What it is
The Chiditarod wears many hats: It’s a parade. It’s a fundraiser. It’s a bar crawl. It’s a mobile art project. It’s an aggressive cardio workout. But at its immutable core, it is a five-mile grocery cart race through West Town and surrounding neighborhoods with some 800-plus participants.
Where the name comes from
It’s a play on the Iditarod, obviously. Now in its 15th year, the Chiditarod takes place on the same March weekend as Alaska’s annual 975-mile dogsled race. But instead of huskies and a sled, four humans pull a grocery cart with one (also human) musher steering it. To complete the race, each team has to pass through five checkpoints, where they’re required to stop for 25 minutes and play games.
Why it persists
The Chiditarod is actually a giant food drive. Each team must haul at least 69 pounds of nonperishables to the starting line (but they’ll offload the goods before go time). They’re also encouraged to fundraise like crazy for the Chiditarod Foundation, which gives grants to organizations fighting hunger in Chicago.
What to expect this year
• Themed costumes and elaborately decorated carts. Imagine if Mad Max: Fury Road had a baby with Saturday afternoon at Costco — that is, anarchy, costumes, more anarchy, and grocery carts. Showing off creativity (racers pick their own themes) is just as imperative as the race itself. Past getups: the DeLorean from Back to the Future, with entrants dressed as Doc and Marty McFly; the airport stair car from Arrested Development surrounded by the Bluths; and a giant boulder chasing a participant dressed as Indiana Jones through the streets.
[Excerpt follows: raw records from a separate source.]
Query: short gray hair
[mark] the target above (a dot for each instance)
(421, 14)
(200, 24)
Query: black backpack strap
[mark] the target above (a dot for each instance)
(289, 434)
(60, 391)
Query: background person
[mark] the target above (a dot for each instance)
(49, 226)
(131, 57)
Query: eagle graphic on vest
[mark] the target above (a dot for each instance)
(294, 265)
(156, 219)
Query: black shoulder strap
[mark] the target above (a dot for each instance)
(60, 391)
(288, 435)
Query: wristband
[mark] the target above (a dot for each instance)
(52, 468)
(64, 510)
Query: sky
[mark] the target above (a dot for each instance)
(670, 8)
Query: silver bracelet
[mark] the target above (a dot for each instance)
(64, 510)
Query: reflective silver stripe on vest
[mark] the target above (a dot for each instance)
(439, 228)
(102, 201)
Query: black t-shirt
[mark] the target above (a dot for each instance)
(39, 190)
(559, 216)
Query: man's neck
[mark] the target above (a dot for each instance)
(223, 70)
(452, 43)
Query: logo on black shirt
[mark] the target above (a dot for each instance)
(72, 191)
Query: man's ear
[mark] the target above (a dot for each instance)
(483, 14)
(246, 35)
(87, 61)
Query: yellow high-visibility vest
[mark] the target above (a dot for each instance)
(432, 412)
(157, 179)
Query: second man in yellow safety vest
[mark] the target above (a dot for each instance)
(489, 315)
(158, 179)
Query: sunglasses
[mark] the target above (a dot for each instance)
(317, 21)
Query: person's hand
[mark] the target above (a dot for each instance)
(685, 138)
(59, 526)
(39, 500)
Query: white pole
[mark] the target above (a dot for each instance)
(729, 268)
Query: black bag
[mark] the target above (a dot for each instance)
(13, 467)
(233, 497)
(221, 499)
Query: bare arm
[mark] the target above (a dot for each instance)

• Multicart mayhem. This new category allows a single team to register multiple carts to tell a bigger, more theatrical story and create even more chaos. Think three carts strapped together to re-create the Titanic (a past multicart entry before this was an official category).
• Sabotage. It may be a warm, fuzzy food drive, but there’s still plenty of room for your cold, dead heart: Organizers urge — nay, expect — racers to thwart the competition. In previous years, teams screwed homemade traffic boots to other carts, handed out fraudulent skip-this-checkpoint coupons, and zip-tied carts together. This is different from cheating — the Chiditarod has strict guidelines to distinguish between the two (go wild handing out fake maps; don’t damage carts).
The details
• When:March 7. The race starts at 12:30 p.m. at Cobra Lounge.
• How to participate:Register by February 21 at chiditarod.org. It’s $95 a team, plus an $88 refundable cart deposit.
• How to watch:Observe at the checkpoints (see map; one was undecided at press time). While not required, it’s good etiquette to bring food to donate at each one. Don’t be a jerk, OK?